8) Io confido che quanti giudicano ingiusto l’attuale sistema sociale siano anche i primi a darsi da fare per sostenere la campagna referendaria: costruendo ovunque, campanile per campanile, comitati popolari larghi e camminando fianco a fianco con i militanti del sindacalismo di base e della sinistra di alternativa, come pure con gli iscritti alla CGIL e con persone che votano Cinque Stelle o che hanno in tasca la tessera del PD. E provando a coinvolgere fin da subito i tanti e le tante che non hanno tessere e che però potrebbero essere disponibili a sostenere una mobilitazione intrinsecamente giusta e politicamente opportuna.

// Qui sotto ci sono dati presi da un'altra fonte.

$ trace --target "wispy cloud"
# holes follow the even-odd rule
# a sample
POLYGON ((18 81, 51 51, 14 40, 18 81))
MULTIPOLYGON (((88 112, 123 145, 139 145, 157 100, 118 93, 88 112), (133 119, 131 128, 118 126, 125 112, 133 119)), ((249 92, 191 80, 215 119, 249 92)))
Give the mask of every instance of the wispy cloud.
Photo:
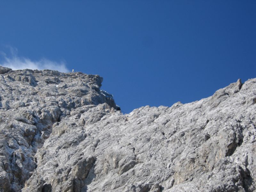
POLYGON ((51 69, 66 73, 69 70, 66 66, 65 61, 57 62, 43 58, 38 60, 19 56, 17 49, 9 47, 10 55, 7 56, 4 52, 0 52, 2 59, 0 60, 0 65, 8 67, 13 70, 30 69, 51 69))

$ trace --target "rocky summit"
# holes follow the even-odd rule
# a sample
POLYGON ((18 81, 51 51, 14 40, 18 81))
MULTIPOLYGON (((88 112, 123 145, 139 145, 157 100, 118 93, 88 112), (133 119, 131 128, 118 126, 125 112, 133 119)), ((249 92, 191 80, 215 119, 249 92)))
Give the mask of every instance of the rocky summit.
POLYGON ((102 80, 0 67, 0 191, 255 190, 256 79, 124 115, 102 80))

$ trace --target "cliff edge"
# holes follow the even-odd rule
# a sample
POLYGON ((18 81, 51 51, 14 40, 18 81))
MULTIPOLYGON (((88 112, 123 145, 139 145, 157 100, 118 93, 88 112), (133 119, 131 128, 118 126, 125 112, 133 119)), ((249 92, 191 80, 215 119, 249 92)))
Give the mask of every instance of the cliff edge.
POLYGON ((98 76, 0 74, 0 191, 255 189, 256 79, 124 115, 98 76))

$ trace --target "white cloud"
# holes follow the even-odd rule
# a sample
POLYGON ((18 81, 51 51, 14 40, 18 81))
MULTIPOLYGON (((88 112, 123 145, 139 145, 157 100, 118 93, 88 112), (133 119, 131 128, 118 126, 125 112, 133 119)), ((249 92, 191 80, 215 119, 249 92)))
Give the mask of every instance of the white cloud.
POLYGON ((3 58, 3 60, 0 61, 0 65, 3 67, 10 68, 13 70, 24 69, 51 69, 64 73, 70 71, 64 61, 58 62, 45 58, 32 61, 29 59, 18 56, 17 49, 10 47, 9 48, 11 53, 9 57, 4 52, 0 52, 0 54, 3 58))

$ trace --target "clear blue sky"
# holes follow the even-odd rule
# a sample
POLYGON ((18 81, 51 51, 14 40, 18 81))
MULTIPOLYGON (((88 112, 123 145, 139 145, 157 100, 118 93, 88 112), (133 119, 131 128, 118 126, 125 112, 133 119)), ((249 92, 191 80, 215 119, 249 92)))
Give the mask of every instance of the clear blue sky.
POLYGON ((4 0, 0 25, 2 52, 99 75, 126 113, 256 77, 256 1, 4 0))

Del resto, chi è marxista, chi è contro il capitalismo, dovrebbe sempre proporsi di agire nelle situazioni per come sono. Dovrebbe puntare sempre a percorsi realmente collettivi in avanti, che mettano la stessa critica al capitalismo nelle migliori condizioni di essere svolta. E la migliore delle condizioni, oggi come oggi, è proprio che si irrobustisca e si allarghi la linea di opinione dinamicamente attiva contro le tre forme politiche che il capitalismo ha assunto e intrecciato in questa fase storica: che sono, appunto, la democratura, la tendenza sempre più aperta al fascismo e la corsa sempre più spaventosa verso la catastrofe bellica.

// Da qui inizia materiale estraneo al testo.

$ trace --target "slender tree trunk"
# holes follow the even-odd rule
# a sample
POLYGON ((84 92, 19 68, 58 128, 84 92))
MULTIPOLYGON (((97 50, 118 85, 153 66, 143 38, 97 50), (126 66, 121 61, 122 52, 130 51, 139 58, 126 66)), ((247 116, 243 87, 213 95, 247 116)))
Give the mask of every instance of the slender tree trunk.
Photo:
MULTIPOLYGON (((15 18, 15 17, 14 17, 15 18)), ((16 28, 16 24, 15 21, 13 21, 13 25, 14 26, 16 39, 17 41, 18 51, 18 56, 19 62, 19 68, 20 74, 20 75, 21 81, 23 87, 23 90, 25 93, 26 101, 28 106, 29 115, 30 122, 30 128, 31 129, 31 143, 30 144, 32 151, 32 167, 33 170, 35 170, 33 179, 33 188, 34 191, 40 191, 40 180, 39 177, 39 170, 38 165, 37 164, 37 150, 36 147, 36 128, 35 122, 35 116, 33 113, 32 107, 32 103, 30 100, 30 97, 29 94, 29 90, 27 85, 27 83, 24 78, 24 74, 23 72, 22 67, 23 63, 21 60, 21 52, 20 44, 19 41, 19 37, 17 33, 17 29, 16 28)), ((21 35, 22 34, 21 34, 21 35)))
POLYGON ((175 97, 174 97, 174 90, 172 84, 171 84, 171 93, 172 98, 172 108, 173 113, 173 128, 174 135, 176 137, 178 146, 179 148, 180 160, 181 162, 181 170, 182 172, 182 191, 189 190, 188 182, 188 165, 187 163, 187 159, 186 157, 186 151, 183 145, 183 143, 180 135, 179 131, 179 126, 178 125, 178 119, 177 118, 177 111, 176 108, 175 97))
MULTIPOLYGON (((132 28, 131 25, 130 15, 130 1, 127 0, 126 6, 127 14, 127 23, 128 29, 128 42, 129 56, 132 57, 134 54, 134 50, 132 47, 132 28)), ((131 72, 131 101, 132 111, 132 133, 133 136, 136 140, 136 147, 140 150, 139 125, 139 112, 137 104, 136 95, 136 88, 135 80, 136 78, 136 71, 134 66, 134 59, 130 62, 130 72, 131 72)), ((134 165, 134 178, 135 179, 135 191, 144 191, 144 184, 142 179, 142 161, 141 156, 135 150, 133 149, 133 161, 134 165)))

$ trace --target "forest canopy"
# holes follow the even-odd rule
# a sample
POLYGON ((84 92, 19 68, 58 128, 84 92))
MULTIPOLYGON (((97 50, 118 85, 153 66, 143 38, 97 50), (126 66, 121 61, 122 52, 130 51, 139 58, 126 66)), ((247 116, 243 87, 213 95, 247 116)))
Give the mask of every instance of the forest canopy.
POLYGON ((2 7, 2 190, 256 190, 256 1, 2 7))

In sostanza, chi ha una idea critica del capitalismo farebbe  bene a mantenerla e a esplicitarla, nelle dovute forme, anche nella mobilitazione referendaria. Ma la cosa che non dovrebbe assolutamente fare è di trasformarla in un fattore di divisione. E questo è un ammonimento che vale davvero per tutti. Per chiunque si renda conto come siano davvero in gioco i valori di libertà e solidarietà. 

Tutti e tutte, marxisti e non, dovremmo perciò capire davvero l'essenziale: e cioè che, nella vera e propria resistenza di civiltà cui siamo obbligati, anche le facce e le voci coi lineamenti cui non siamo abituati e le sonorità che non riconosciamo di primo acchito sono oggi assolutamente indispensabili. Servono, al pari di noi, per scongiurare il disastro.